Smart Contracts and Sensitive Data

Public Networks

A public network is a network that ANYONE can join. No permission is needed (permissionless public network). An example is the ethereum main network.

Permissioned Public Networks

Permissions (for a blockchain network) could be in the form of an access control list, or simply a requirement placed on users to enable them to join a network.

An example of a public, permissioned blockchain, could take the form of a public proof of stake network, in which STAKING is required in exchange for permission to participate in the network (as a validator). The bitcoin network does not require staking to act as a validator (though the lightning network does).

The need for Privacy on Public Networks (for B2B or B2C transactions)

In addition to any business-to-business (B2B) interactions between the companies themselves, it’s possible the network would involve some form of business-to-customer (B2C) interaction , which require privacy.

How can Sensitive Data be protected?

The contents of a transaction, as well as the code and data associated with a smart contract, are publicly viewable.

Though a smart contract’s code is compiled to bytecode, bytecode can be decompile fairly easily. As such, sensitive information should neither be hardcoded into a contract nor sent to it as part of a transaction.
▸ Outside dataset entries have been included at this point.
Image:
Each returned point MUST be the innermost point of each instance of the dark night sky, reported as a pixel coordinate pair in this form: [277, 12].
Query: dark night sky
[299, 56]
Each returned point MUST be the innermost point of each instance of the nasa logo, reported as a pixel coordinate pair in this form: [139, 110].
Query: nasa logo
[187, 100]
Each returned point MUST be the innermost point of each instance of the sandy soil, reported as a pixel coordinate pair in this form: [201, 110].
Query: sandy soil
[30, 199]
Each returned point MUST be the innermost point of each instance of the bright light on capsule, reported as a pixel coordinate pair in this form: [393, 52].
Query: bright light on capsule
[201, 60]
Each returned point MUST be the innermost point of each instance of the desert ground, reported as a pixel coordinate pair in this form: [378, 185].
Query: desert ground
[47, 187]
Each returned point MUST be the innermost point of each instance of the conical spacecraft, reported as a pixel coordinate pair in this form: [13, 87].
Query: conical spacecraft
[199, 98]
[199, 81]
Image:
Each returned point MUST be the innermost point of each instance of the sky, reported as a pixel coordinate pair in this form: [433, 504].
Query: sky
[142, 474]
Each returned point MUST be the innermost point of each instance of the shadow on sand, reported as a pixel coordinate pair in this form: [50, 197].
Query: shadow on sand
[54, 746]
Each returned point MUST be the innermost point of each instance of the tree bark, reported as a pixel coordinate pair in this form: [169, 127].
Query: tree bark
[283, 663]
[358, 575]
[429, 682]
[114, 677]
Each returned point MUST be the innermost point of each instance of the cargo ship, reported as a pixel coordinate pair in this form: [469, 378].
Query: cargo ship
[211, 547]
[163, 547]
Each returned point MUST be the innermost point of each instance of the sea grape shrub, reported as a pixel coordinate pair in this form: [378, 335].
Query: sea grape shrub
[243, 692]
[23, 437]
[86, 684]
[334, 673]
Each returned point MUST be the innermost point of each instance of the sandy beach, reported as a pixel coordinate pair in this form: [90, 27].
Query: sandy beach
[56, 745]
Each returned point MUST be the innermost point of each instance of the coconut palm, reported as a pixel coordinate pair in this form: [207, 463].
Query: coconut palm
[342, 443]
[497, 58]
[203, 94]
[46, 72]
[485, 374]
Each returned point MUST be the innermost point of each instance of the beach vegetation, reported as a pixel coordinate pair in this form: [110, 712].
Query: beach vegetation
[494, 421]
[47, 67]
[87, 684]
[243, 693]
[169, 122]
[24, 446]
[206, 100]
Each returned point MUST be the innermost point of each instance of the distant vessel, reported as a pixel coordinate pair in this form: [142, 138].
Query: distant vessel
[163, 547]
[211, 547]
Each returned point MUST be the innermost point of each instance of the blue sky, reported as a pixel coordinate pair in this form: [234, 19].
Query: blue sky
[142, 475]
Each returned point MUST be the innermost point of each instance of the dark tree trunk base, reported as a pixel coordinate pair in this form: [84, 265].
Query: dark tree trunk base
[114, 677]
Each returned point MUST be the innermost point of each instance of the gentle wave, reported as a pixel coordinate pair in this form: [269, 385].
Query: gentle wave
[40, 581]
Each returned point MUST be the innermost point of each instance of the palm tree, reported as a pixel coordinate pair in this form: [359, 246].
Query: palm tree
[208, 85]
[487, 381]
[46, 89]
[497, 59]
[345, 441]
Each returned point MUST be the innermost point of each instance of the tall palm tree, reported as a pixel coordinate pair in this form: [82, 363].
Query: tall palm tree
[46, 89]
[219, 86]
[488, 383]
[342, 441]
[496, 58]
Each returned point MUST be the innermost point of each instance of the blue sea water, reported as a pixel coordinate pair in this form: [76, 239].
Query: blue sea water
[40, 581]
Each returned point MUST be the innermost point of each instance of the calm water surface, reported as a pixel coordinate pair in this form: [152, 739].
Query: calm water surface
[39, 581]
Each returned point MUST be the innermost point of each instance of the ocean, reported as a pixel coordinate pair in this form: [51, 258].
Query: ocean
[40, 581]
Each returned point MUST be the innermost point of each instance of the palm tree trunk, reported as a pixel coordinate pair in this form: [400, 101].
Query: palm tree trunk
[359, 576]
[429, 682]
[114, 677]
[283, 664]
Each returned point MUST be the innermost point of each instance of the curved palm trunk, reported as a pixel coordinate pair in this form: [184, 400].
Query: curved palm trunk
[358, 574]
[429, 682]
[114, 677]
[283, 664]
What can be done, however, is to encrypt any sensitive data off-chain before sending it to the network. Using public-key cryptography:

1. The sensitive data is encrypted with the recipient’s public key  (which could be published either on- or off-chain)
2. The encrypted data is sent either to a smart contract (which has a way to receive it), or in the data field of a normal transaction
3. The received data is decrypted using the recipient’s private key

Using PKI, one can thus encrypt sensitive data on a public, permissionless chain.